Octobre 1917. Les derniers préparatifs pour l’assaut de Passchendaele sont en cours. Les Patricias s’entraînent à Caëstre, prenant le train pour Ypres le 23. Les avions ennemis bombardent la ville.
Les hommes reçoivent les ordres pour l’offensive le 28.
Les derniers ajustements sont apportés le 29. À 23 h, les quatre compagnies de Patricias se rendent à leur point de rassemblement, sous le feu des Allemands. Tous prennent leur position dans leur tranchée d’assaut.
L’offensive est lancée à 5 h 50 le 30 octobre, lors d’une journée claire, mais froide et venteuse. À 11 h 15, le quartier général reçoit un message : le front a grandement besoin de renforts. On estime qu’il reste alors 250 soldats pour les quatre compagnies, dont 40 dans la 1re. Il se met à pleuvoir en après-midi.

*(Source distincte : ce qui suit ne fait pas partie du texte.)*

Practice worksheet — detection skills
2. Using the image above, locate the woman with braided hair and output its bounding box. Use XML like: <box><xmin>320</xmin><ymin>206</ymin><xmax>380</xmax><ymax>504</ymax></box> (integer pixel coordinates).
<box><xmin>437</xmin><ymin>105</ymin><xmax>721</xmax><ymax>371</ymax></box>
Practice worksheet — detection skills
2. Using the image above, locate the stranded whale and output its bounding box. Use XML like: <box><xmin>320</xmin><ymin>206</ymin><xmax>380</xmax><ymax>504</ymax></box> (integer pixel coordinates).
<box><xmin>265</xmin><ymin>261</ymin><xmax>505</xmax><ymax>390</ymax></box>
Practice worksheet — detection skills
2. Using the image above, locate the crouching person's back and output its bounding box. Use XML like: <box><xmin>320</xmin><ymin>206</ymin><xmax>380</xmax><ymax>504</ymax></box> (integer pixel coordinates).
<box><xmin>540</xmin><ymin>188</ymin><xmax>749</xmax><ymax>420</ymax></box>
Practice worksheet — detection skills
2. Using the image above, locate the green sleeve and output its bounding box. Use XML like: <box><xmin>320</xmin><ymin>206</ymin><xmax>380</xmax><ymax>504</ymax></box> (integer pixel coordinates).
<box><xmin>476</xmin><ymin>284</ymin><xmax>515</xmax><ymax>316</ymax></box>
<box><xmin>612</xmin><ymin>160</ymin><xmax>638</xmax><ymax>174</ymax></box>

Malgré tout, les Patricias et les bataillons canadiens persévèrent. Ils atteignent la montée Meetcheele, un point stratégique sur le champ de bataille. Le lieutenant Mackenzie crée une diversion lui coûtant la vie, mais qui permet au sergent Mullin de prendre contrôle du fortin allemand. Ils seront par la suite décorés de la Croix de Victoria pour leur héroïsme.
À 18 h, les brancardiers soignent et transportent les blessés, alors que le terrain conquis est toujours la cible de l’artillerie ennemie. À 20 h, il reste 180 hommes au bataillon. À 2 h du matin, les Patricias sont remplacés par le 42e bataillon.
Difficile de savoir exactement où est le soldat Prégent tout au long de l’offensive. On sait seulement qu’il ne passera pas la nuit. François Prégent est porté disparu après les combats, le 30 octobre. Son parcours dans les forces canadiennes aura duré à peine un an. Il est l’un des 15 600 Canadiens à perdre la vie dans la bataille de Passchendaele, entre juillet et novembre.
Les Patricias, avec les forces alliées, continueront leur avancée jusqu’à atteindre Passchendaele le 6 novembre 1917. Le vent a enfin tourné en faveur des Alliés, mais la guerre n’est pas terminée. Les combats prendront fin un an plus tard, le 11 novembre 1918, quand l’Allemagne signe l’Armistice.
Parmi les 420 000 Canadiens ayant fait leur service outremer, plus de 61 000 sont morts et 172 000 ont été blessés. Ce sont ces sacrifices qui sont honorés chaque année, le 11 novembre. L’histoire de François Prégent en est une parmi des milliers.
En 1914, bien que politiquement indépendant sur son territoire, le Canada n’est pas responsable de sa politique étrangère. Lorsque le Royaume-Uni déclare la guerre en août 1914, c’est tout son empire qui entre en conflit.
Les Alliés rassemblent les forces du Royaume-Uni, de la France et de l’Empire russe. Ils font face à la Triplice, composée de l’Empire allemand, de l’Empire austro-hongrois et du royaume d’Italie.
À partir de 1915, l’Italie rejoint les forces de l’Entente. Les États-Unis abandonnent quant à eux la neutralité en avril 1917 en faveur des Alliés.